Rus zehirlenmesi
Vladimir Putin bu dönemin Çar’ı olarak yükselip Rusya’yı eski yerine taşıdı
Yeni anayasa Rusya Federasyonu’nu SSCB'nin devamı olarak niteliyor. Ancak merkezin 2.7 milyon kilometrekareye yayılmış bölgelerle ilişkisi açısından devlet kendini 100 yıllık bir geri sıçramayla Çarlığın düştüğü çukura atıyor.
Türkiye’de tek dil, tek bayrak, tek devlet tekçiliğinde selameti görenler, yeni anayasa ile Rusya’nın federatif karakterinde erozyon yaşanacağına ve halkların asimile olacağına dair pek endişeli. Başka ülkeler için demokrat kesilmek gibisi yok. Evet, Rusya geriliyor ama kendi ölçeğinde. Akıl verenler, Rusya’ya ayna tutamayacak kadar kendi vatandaşlarını nefessiz bırakan dar anayasalar biçiyor.
Sovyetlerin dağılmasını izleyen siyasal sersemlik, merkezi güç boşluğunun kırılganlık yarattığını ve özerk cumhuriyetlerin istikrarsızlık kaynağı olduğunu düşünen milliyetçilerin yelkenlerini şişirdi. Vladimir Putin bu dönemin Çar’ı olarak yükselip Rusya’yı eski yerine taşıdı. Rus ulusalcılığını mutmain kılan bir sonuç.

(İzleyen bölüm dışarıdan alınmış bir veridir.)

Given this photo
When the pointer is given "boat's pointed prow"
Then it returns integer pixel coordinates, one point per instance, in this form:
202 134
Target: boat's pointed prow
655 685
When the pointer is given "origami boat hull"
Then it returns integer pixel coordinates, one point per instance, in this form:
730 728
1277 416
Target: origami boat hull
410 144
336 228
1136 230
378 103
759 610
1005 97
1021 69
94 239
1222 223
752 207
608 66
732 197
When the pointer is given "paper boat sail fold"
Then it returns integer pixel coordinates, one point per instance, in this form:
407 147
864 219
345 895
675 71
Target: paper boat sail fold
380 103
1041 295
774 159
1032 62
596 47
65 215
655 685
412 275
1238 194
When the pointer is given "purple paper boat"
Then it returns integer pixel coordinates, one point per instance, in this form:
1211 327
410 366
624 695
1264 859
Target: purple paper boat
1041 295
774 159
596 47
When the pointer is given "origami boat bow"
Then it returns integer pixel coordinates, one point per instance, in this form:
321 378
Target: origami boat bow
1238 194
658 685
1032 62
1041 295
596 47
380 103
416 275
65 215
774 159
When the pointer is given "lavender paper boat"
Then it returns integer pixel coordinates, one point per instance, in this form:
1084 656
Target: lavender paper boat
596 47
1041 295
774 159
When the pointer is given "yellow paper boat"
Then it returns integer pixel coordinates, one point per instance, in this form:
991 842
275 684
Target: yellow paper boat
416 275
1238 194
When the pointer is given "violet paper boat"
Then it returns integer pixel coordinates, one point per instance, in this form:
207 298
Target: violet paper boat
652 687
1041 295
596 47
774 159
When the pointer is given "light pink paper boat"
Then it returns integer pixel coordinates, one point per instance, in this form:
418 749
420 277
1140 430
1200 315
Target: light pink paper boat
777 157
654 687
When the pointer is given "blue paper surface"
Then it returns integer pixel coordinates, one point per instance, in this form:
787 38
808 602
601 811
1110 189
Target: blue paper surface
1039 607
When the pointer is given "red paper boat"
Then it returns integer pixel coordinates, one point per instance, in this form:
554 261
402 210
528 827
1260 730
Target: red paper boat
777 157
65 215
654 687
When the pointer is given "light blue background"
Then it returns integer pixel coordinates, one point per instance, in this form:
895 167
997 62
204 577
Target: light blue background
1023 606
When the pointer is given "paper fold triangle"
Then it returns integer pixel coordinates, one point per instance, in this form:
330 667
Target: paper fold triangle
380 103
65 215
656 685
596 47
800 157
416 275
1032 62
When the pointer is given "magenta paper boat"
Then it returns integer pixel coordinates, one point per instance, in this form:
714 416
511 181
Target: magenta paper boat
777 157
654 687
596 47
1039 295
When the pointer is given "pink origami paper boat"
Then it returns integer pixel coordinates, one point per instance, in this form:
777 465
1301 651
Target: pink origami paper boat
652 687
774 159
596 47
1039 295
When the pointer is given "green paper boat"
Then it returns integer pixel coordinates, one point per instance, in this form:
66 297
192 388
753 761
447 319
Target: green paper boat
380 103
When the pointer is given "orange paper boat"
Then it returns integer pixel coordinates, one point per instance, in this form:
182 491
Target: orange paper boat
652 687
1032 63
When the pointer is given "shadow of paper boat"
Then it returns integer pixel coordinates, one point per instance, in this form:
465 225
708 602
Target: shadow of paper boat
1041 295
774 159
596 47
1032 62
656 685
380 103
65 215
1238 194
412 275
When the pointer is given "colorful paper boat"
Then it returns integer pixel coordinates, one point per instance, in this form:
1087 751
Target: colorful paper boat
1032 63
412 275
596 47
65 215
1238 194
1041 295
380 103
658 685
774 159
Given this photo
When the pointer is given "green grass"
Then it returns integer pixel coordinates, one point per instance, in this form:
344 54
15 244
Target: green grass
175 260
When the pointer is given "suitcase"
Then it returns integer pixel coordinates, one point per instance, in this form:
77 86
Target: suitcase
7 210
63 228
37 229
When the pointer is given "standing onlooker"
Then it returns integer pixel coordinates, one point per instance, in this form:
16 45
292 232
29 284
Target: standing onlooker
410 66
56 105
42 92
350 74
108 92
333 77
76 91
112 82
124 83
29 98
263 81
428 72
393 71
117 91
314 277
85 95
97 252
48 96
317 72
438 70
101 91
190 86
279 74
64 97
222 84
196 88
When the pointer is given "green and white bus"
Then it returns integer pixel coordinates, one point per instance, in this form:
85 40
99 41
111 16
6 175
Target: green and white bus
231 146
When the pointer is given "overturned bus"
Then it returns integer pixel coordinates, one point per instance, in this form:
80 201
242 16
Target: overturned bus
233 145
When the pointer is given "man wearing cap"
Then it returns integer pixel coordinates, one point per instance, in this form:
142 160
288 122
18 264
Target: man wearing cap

Ancak Rusya toparlandıkça kendine güveni olmayan ülkelere özgü zayıflık tuzağına düşüyor; halklara tanınmış özerklikleri tırpanlıyor. Federatif karakter, büyük bir coğrafyada farklı milletler üzerine kurulmuş devleti bütün halinde tutmak için zorunluluktu ama aynı zamanda bir özgüvenin ifadesiydi.
***
Nereden çıktı bu konu? Yeni yılın başında federal ve yerel meclislerden geçen, korona yüzünden 22 Nisan’da referanduma götürülemeyen anayasa taslağı nihayet halka sunuldu. 25 Haziranda açılan sandıklar 1 Temmuz’da kapanacak.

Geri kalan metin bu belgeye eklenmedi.